The BEAMAnt is a phototactic bot which has potentially complex behavior depending on the light level. It has two photodiodes for light sensing, and two antennae which switch the motors into reverse when they touch something.
The core of the BEAMAnt is a 74AC240 chip wired as two coupled bicores. The first “photo” bicore oscillates at a frequency and symmetry determined by the light falling on the photodiodes—slow in low light, and faster in bright light. The second “motor” bicore generates a basic left/right oscillation that is used to alternate the motors. The two bicores are coupled by resistors, which can lead to complex interactions between them. The circuit has two tactile sensors, which temporarily reverse the polarity of the motor on the other side. This allows the bot to turn away from obstacles.
This BEAMAnt is based on two small gear motors (Solarbotics GM15) on a bent paperclip frame. I solarized the circuit with a Miller solar engine, which you can see hanging off the back in the “under the hood” shot below.

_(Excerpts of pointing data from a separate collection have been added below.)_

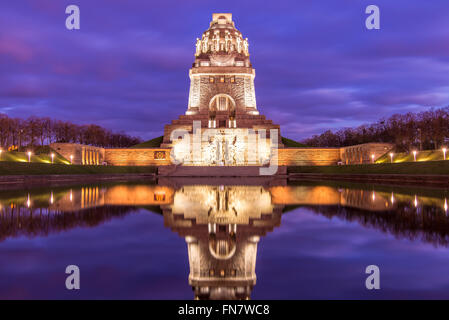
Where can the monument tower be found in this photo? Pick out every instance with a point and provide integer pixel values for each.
(222, 97)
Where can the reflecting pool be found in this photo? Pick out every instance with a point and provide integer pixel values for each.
(233, 239)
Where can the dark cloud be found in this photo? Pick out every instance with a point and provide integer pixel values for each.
(317, 66)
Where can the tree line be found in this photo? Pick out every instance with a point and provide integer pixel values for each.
(16, 133)
(422, 130)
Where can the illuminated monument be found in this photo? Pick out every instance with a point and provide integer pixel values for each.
(222, 102)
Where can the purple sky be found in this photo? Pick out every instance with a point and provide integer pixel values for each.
(317, 66)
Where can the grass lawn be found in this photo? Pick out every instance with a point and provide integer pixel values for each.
(429, 167)
(34, 168)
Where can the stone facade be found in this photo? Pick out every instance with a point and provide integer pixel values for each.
(222, 103)
(79, 153)
(222, 126)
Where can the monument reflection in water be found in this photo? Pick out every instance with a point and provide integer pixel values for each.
(222, 224)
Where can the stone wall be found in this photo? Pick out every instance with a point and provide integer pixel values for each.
(308, 156)
(79, 153)
(137, 157)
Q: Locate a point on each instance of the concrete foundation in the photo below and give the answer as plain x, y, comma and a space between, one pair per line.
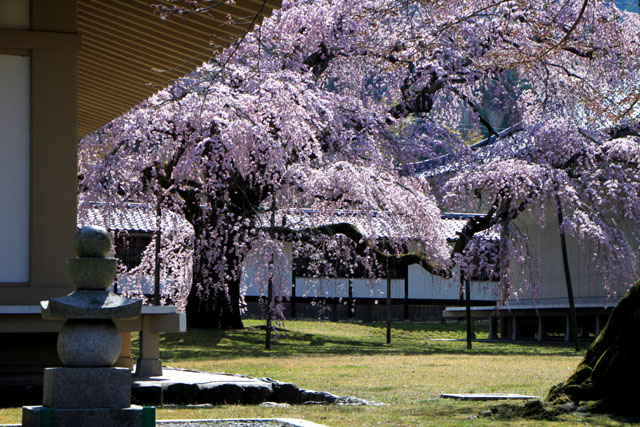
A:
88, 417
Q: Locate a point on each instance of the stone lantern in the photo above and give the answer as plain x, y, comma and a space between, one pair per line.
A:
88, 390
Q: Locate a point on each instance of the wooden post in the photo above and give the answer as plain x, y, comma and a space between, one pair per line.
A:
567, 278
294, 313
388, 305
406, 293
156, 273
350, 300
467, 298
267, 344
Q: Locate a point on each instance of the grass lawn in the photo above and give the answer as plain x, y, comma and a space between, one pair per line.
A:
352, 359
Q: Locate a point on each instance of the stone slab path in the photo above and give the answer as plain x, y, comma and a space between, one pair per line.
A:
187, 387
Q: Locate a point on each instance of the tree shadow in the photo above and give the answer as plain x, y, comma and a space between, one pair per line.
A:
249, 342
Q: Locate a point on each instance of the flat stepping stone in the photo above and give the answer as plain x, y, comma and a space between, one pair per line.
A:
488, 396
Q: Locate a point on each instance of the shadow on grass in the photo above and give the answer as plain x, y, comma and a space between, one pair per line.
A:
357, 339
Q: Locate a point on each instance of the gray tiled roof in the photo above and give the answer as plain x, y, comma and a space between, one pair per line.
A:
132, 217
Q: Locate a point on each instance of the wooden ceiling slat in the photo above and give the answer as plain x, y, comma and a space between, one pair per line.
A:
140, 70
126, 28
196, 25
123, 41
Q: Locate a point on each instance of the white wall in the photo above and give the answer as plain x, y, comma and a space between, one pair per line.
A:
422, 285
587, 284
14, 168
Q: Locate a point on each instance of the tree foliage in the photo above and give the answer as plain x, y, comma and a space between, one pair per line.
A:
320, 103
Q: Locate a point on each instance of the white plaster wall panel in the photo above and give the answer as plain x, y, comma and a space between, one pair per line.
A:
321, 287
252, 264
423, 285
14, 168
587, 283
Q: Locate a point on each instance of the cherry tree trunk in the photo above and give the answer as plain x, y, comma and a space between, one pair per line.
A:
608, 378
218, 306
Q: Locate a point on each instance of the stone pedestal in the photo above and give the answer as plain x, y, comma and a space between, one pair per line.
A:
66, 388
88, 391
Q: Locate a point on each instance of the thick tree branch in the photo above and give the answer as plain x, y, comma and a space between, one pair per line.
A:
363, 246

Most of the circuit is free-formed around the ‘240 IC; the two photodiodes sit underneath the front corners of the solar cell, and the 0.047F capacitor acts as a nose.
Initially, the bot just scooted forward on a skid made from the bent paperclip. However, on anything other than a very smooth surface, the bot wasn’t able to turn around. I solved this by hot-glueing a small bearing from a floppy drive stepper motor over the skid.
This bot has impressive phototactic abilities. If the light source is off to the side, it will turn on its axis until it’s facing the light, and then head straight towards it. Obstacle avoidance could use a bit of tuning; the sensor timers capacitors don’t work very well in a solar-driven bot, because the power keeps dropping away.